I think the idea of pursuing a dream job is something every worker should aspire to. You should enjoy your work, use your strongest skills, and be paid well. Even in this recession, it’s possible to pursue and find your dream job; it just may take a little longer. So here is another step to finding your dream job eventually. Figure out where you stand in the market for this job; what do you need to do to compete and succeed?
Determining your value and competitiveness in the market is one of the hardest things you’ll do in your job search. There are several factors that go into your overall competitiveness:
- Your credentials: education, certifications, licenses and training
- Your experience: years count, of course, but don’t forget to think about what you can do. Are there certain types of complex tasks, projects or accounts you’ve mastered?
- Your specific skills: are you bilingual? Familiar with industry software? Do you have what the ads are asking for?
And the ads are what count for this exercise. Make it a habit to clip and keep (electronically or on paper) advertisements for jobs that catch your eye. You’re doing this for two reasons: first, to check whether your skills and experience are matching the level of job you’re looking for, and second, to make sure your resume reflects the language the ads are using.
Here’s how you figure out whether you are qualified at the entry-level, mid-level, or senior level; it’s where many jobseekers in transition make their mistake. The levels are based mostly on skills, not years of tenure. We use years of experience as a kind of shorthand for what employers are really looking for: things you can do on the job.
It’s important to remember that if you’re changing occupations, your previous years of experience may not help you much. I hear from professionals all the time who are frustrated by the offers they’re getting for jobs they are new to. “I know I’ve never done this particular job before, but I have 15 years of experience in my field,” they say. More often than not, they’ll still get an offer close to the entry-level point. Think of it as a training penalty; employers would rather pay for someone who can be productive on day one; training takes time and costs money. You’ll have the most success negotiating a raise after you’ve been on the job for a while and proven your worth.

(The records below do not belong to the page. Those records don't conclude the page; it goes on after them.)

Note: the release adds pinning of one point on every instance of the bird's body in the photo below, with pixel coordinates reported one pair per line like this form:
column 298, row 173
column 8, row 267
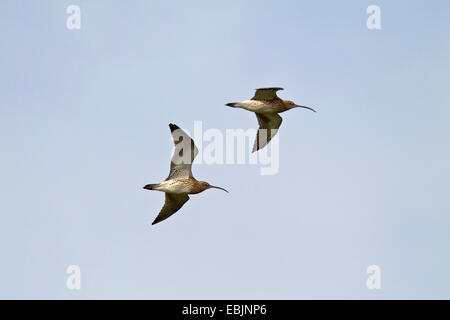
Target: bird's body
column 180, row 181
column 178, row 186
column 266, row 105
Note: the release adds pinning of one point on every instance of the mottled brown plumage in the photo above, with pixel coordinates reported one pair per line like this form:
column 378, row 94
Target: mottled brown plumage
column 266, row 105
column 180, row 181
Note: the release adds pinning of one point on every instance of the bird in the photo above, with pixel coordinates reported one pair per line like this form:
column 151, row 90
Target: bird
column 267, row 106
column 180, row 182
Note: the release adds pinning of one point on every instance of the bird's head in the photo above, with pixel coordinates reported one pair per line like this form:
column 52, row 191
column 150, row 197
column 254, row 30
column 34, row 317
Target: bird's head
column 288, row 104
column 205, row 185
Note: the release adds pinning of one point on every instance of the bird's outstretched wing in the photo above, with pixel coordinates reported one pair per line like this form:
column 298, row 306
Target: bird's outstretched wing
column 268, row 128
column 266, row 94
column 184, row 154
column 173, row 203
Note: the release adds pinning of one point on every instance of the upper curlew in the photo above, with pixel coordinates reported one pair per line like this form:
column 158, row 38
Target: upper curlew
column 266, row 105
column 180, row 181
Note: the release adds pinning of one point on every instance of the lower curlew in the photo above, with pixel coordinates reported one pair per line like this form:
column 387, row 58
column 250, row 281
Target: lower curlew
column 180, row 181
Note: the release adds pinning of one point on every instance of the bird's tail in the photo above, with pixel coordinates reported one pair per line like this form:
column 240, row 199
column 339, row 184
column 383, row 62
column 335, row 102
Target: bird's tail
column 151, row 186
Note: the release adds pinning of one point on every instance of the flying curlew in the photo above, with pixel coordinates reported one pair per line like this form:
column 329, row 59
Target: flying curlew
column 180, row 181
column 266, row 105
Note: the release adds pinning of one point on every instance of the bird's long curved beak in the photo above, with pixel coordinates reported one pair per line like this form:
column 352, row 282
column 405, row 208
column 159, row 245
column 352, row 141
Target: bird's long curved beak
column 217, row 188
column 297, row 106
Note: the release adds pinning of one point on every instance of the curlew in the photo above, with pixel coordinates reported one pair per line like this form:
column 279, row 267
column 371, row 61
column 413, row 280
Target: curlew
column 180, row 181
column 266, row 105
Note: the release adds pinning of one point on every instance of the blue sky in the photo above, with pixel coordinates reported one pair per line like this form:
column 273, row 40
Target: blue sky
column 365, row 180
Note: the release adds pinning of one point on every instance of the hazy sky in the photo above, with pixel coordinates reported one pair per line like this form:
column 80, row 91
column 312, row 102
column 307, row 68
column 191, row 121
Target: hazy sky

Education is another source of frustration for individuals who grew up in their industries and learned on the job. “Twenty years of experience should be worth more than a four-year degree,” they complain. And they may be right. Education doesn’t necessarily mean you know the job better. But it is an easy way to sort candidates. In some employers’ minds, education represents your willingness to invest, learn and persevere. If education is keeping you from getting interviews, do what you can to fix that. Start a certification or degree program; learn that software. If the recruiter asks about education, you can truthfully say that you’re enrolled and working on it while you showcase your advanced on-the-job skills.